Just as Balanchine took on the Orpheus story in the wake of World War II, Genshaft’s work is of-the-moment, created against the backdrop of a global pandemic and with all the strictures of social distancing. “Loss of faith, hope… these are feelings we are holding onto this past year. Frustration, rage, and disappointment are brewing… I wanted to create something that reached out of the dark place to uplift. This is a COVID piece, but with boundaries, there is also creative opportunity.”

liminal by Stanton Welch

Choreographer: Stanton Welch

Internationally acclaimed choreographer Stanton Welch (Artistic Director, Houston Ballet) makes his Washington Ballet debut with liminal, premiering exclusively on the global arts streaming platform Marquee TV beginning October 2021.

In this work for 16 dancers, Stanton Welch takes inspiration from the meditative qualities of ballet practice.
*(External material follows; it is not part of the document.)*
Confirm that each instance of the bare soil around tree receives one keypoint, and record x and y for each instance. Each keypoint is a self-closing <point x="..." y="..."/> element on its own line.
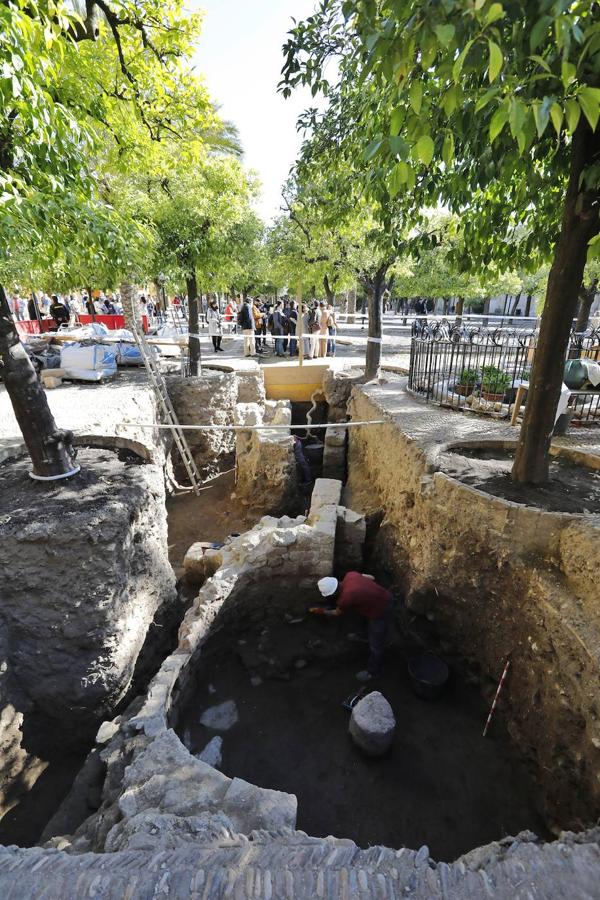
<point x="571" y="488"/>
As the cinematic work opens, the camera, unseen, trains on dancers entering the studio, warming up to prepare for class before easing into a powerfully elegant and reflective ballet centered around the rituals of the art form–the repetition, the corrections, the giving and receiving of knowledge. The three-part, 15-minute work is set to 19th-century French composer Erik Satie’s Trois gymnopédies, among the most serene and powerfully simple works in the piano repertoire.

“The plié, the tendu, the arabesque–those are the ballet building blocks and those are what we’ve missed this past year,” reflects Welch. “Without the lights, the sets and costumes, dancers reveal themselves as individual artists and as human beings; it is poignant and beautiful in its simplicity. Trois gymnopédies celebrates ballet’s essence in a way that reminds me of a stripped-down acoustic set.”

Filmed in natural light in The Washington Ballet’s studios at THEARC, Trois gymnopédies, or Back to Basics is the seventh and final commission in TWB’s all-digital 2020/21 season.